There’s a shared feeling amongst AI leaders that we’re collectively defining something that’s very, very important. It’s also moving very fast. We are working so hard to make sure that whatever products we put out are trustworthy. And we’re learning. Every time models get better and better, we’re examining them: What do we need to know? How do we need to pivot our strategies?
So it’s really energizing, inspiring and hopeful, but also, it’s going really fast. I’ve been at Salesforce for five years, and we’ve been working on building infrastructure around AI for that time. Sometimes you get a moment in your career where you’re like, “I’ve been practicing baseball for a long time. Now, I get to pitch.” It feels like that. This is what we were preparing for, and all of a sudden, the moment is here.
What’s one thing you’re really excited about when it comes to AI’s potential?
There’s benefits around AI being able to detect forest fires earlier, or detect cancer, for example. A little closer to the work I do, I’m very excited about using AI to improve product accessibility. It’s early days, but that’s something that’s very near and dear to my heart. For example, one of the models our research team is working on is a code-generation model. As we’re continuing to finetune this model, we’re looking at patterns of code for accessibility. You can imagine a future state of this model, where it nudges engineers with a prompt like, “Hey, we know that code is not accessible for people with low vision, for example, and here’s how to fix it.” That can make it so much easier to just build things right the first time.
There’s lots of fear around AI and job loss, but where do the job opportunities exist?

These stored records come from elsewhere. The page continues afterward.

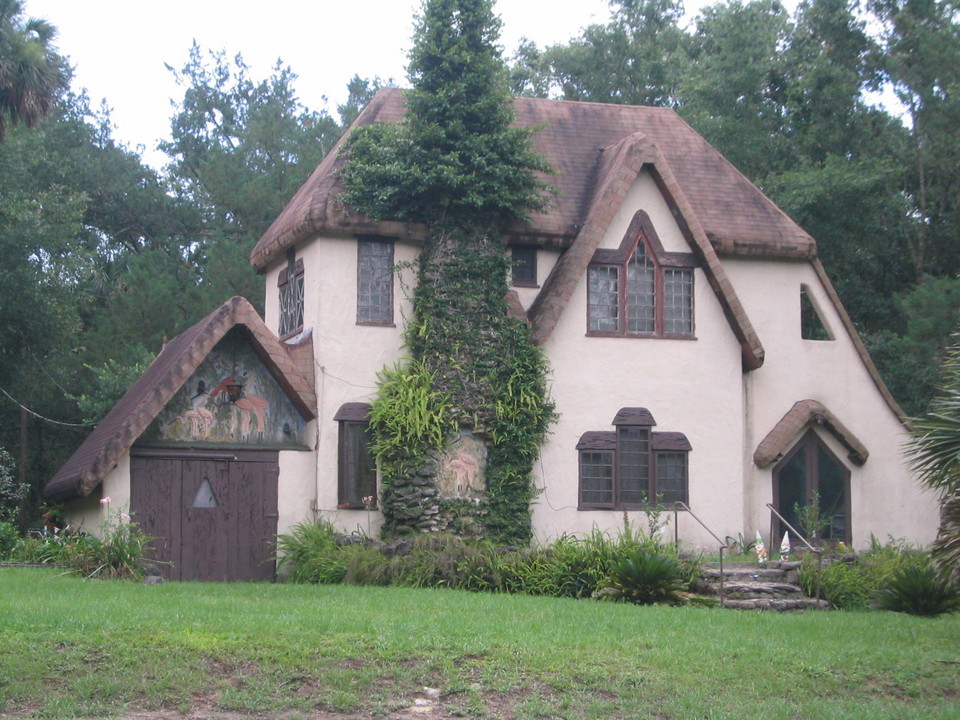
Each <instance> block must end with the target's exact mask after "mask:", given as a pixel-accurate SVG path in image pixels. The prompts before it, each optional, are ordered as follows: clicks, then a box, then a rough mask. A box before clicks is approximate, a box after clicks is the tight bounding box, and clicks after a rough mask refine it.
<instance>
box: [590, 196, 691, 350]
mask: <svg viewBox="0 0 960 720" xmlns="http://www.w3.org/2000/svg"><path fill="white" fill-rule="evenodd" d="M694 266H695V260H694V257H693V255H691V254H688V253H668V252H664V250H663V246H662V245H661V244H660V240H659V239H658V238H657V235H656V232H654V230H653V226H652V225H651V224H650V219H649V217H647V215H646V213H644V212H643V211H639V212H638V213H637V214H636V216H634V219H633V222H632V223H631V224H630V228H629V229H628V230H627V232H626V234H625V235H624V237H623V241H622V242H621V244H620V247H619V248H618V249H616V250H597V251H596V252H595V253H594V256H593V260H592V261H591V263H590V267H589V269H588V270H587V334H589V335H619V336H631V337H692V336H693V269H694Z"/></svg>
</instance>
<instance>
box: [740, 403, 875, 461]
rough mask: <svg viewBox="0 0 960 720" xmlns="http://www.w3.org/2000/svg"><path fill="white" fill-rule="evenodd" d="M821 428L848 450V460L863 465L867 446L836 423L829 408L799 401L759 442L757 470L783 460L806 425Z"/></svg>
mask: <svg viewBox="0 0 960 720" xmlns="http://www.w3.org/2000/svg"><path fill="white" fill-rule="evenodd" d="M811 424H817V425H822V426H823V427H825V428H826V429H827V430H829V431H830V432H831V433H833V435H834V437H836V438H837V440H839V441H840V442H841V443H842V444H843V446H844V447H845V448H846V449H847V450H848V453H847V457H848V458H850V460H851V461H852V462H854V463H855V464H857V465H863V464H864V463H865V462H866V461H867V458H868V457H870V453H869V451H868V450H867V448H866V446H865V445H864V444H863V443H862V442H860V440H858V439H857V438H856V436H855V435H854V434H853V433H852V432H850V431H849V430H848V429H847V428H846V426H844V424H843V423H841V422H840V421H839V420H837V418H836V416H835V415H834V414H833V413H832V412H830V411H829V410H828V409H827V408H826V406H825V405H824V404H823V403H821V402H818V401H816V400H800V401H799V402H796V403H794V404H793V407H792V408H790V410H788V411H787V414H786V415H784V416H783V417H782V418H780V421H779V422H778V423H777V424H776V425H775V426H774V428H773V429H772V430H771V431H770V432H769V433H767V436H766V437H765V438H764V439H763V440H761V441H760V444H759V445H758V446H757V449H756V450H755V451H754V453H753V462H754V463H755V464H756V465H757V467H761V468H763V467H767V466H768V465H771V464H773V463H774V462H776V461H777V460H779V459H780V458H782V457H783V454H784V452H786V450H787V448H788V447H790V444H791V443H792V442H793V441H794V439H795V438H796V437H797V435H799V434H800V432H801V431H802V430H803V429H804V428H805V427H807V425H811Z"/></svg>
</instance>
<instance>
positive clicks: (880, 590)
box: [873, 563, 960, 617]
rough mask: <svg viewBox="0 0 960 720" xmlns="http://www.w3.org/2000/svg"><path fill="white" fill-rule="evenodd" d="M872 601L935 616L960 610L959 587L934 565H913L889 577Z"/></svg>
mask: <svg viewBox="0 0 960 720" xmlns="http://www.w3.org/2000/svg"><path fill="white" fill-rule="evenodd" d="M873 604H874V606H875V607H877V608H879V609H880V610H892V611H894V612H905V613H909V614H911V615H921V616H924V617H934V616H936V615H942V614H944V613H949V612H954V611H955V610H958V609H960V590H958V588H957V587H956V586H955V585H953V584H952V583H950V581H949V580H948V579H947V578H946V577H944V576H943V575H942V574H941V573H939V572H937V570H936V568H935V567H934V566H933V565H932V564H930V563H927V564H925V565H922V566H917V565H911V566H907V567H904V568H900V569H899V570H897V571H896V572H894V573H893V575H891V576H890V577H889V578H887V579H886V581H885V582H884V583H883V585H882V586H881V587H880V588H879V589H878V590H877V592H876V595H875V597H874V601H873Z"/></svg>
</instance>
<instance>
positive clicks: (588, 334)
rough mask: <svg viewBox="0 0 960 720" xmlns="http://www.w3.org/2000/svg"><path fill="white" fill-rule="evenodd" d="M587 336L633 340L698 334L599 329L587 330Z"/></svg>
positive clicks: (665, 338) (645, 339) (646, 339)
mask: <svg viewBox="0 0 960 720" xmlns="http://www.w3.org/2000/svg"><path fill="white" fill-rule="evenodd" d="M586 336H587V337H615V338H629V339H631V340H696V339H697V336H696V335H693V334H686V333H684V334H664V335H657V334H655V333H643V334H641V333H619V332H602V331H599V330H587V332H586Z"/></svg>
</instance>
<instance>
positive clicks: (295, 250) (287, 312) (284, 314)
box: [277, 248, 303, 338]
mask: <svg viewBox="0 0 960 720" xmlns="http://www.w3.org/2000/svg"><path fill="white" fill-rule="evenodd" d="M277 289H278V290H279V292H280V327H279V328H278V334H279V335H280V337H281V338H284V337H289V336H290V335H293V334H294V333H298V332H300V331H301V330H303V259H302V258H301V259H300V260H297V259H296V250H294V249H293V248H290V249H289V250H287V266H286V267H285V268H284V269H283V270H281V271H280V277H279V278H278V279H277Z"/></svg>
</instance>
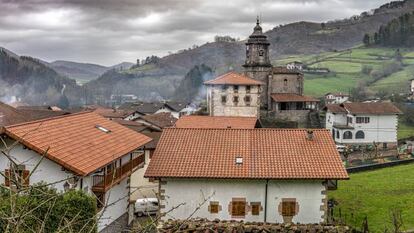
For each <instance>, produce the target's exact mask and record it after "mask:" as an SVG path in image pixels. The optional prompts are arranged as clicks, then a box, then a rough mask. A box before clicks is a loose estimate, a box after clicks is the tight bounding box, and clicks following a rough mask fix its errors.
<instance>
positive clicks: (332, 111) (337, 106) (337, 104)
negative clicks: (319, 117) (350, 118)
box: [324, 104, 347, 113]
mask: <svg viewBox="0 0 414 233" xmlns="http://www.w3.org/2000/svg"><path fill="white" fill-rule="evenodd" d="M324 109H325V110H326V109H327V110H328V111H330V112H332V113H347V111H346V109H345V108H343V107H341V106H340V105H339V104H328V105H326V106H325V108H324Z"/></svg>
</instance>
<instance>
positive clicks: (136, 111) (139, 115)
mask: <svg viewBox="0 0 414 233" xmlns="http://www.w3.org/2000/svg"><path fill="white" fill-rule="evenodd" d="M119 109H121V110H127V111H130V114H129V115H128V116H126V117H125V119H126V120H135V119H137V118H138V117H140V116H144V115H149V114H156V113H165V112H167V113H171V115H172V116H173V117H175V118H176V119H178V118H180V117H181V116H184V115H191V114H193V113H194V112H196V111H198V109H199V108H198V107H197V106H196V105H194V104H191V103H184V102H151V103H147V102H135V103H124V104H123V105H121V106H120V107H119Z"/></svg>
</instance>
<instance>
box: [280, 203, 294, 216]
mask: <svg viewBox="0 0 414 233" xmlns="http://www.w3.org/2000/svg"><path fill="white" fill-rule="evenodd" d="M295 214H296V202H293V201H287V202H283V203H282V215H283V216H295Z"/></svg>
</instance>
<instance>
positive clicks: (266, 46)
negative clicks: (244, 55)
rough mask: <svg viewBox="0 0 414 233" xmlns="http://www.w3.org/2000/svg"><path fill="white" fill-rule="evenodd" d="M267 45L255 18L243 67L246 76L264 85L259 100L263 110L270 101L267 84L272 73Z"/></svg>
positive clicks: (263, 36) (268, 103)
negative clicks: (253, 24)
mask: <svg viewBox="0 0 414 233" xmlns="http://www.w3.org/2000/svg"><path fill="white" fill-rule="evenodd" d="M269 45H270V43H269V41H268V40H267V36H266V35H264V34H263V31H262V27H261V26H260V21H259V17H257V21H256V26H255V27H254V29H253V33H252V34H251V35H250V36H249V39H248V40H247V43H246V60H245V63H244V65H243V67H244V74H245V75H246V76H248V77H250V78H253V79H256V80H258V81H261V82H263V83H264V85H263V86H262V91H261V96H260V98H261V103H262V105H263V106H262V107H265V108H267V106H268V104H269V101H270V100H269V96H270V93H269V85H268V84H269V75H271V73H272V72H271V71H272V65H271V63H270V59H269Z"/></svg>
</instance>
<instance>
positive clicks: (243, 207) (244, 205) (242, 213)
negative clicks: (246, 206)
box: [231, 201, 246, 216]
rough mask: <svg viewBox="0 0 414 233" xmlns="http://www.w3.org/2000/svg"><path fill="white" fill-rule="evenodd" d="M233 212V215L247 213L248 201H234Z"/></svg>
mask: <svg viewBox="0 0 414 233" xmlns="http://www.w3.org/2000/svg"><path fill="white" fill-rule="evenodd" d="M231 212H232V215H233V216H245V215H246V202H243V201H233V202H232V211H231Z"/></svg>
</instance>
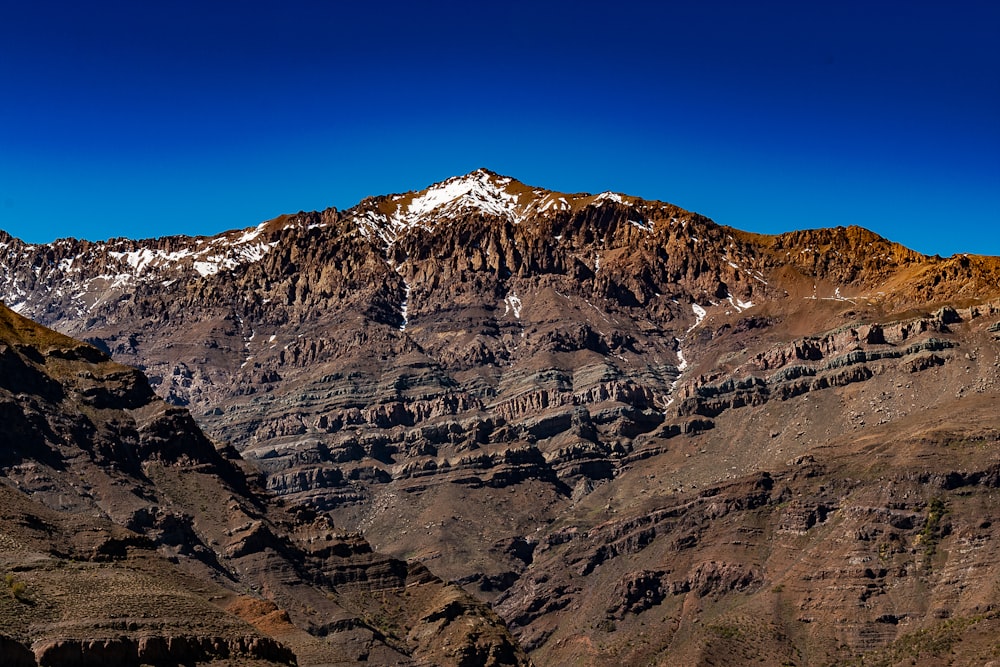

I can imagine for someone that’s not involved in this space that it could seem daunting, like, “Oh, this technology is so complex,” but we—AI start-ups, tech companies and AI leaders—are collectively inventing it together. It’s really like the first inning of the game. We need many diverse perspectives at the table. We definitely need more AI ethicists, but I think we also need to build that consciousness across the board. I am really passionate, for example, about working with our ecosystem around how we scale up and implement technology responsibly. It’s a perfect time to get involved in this work.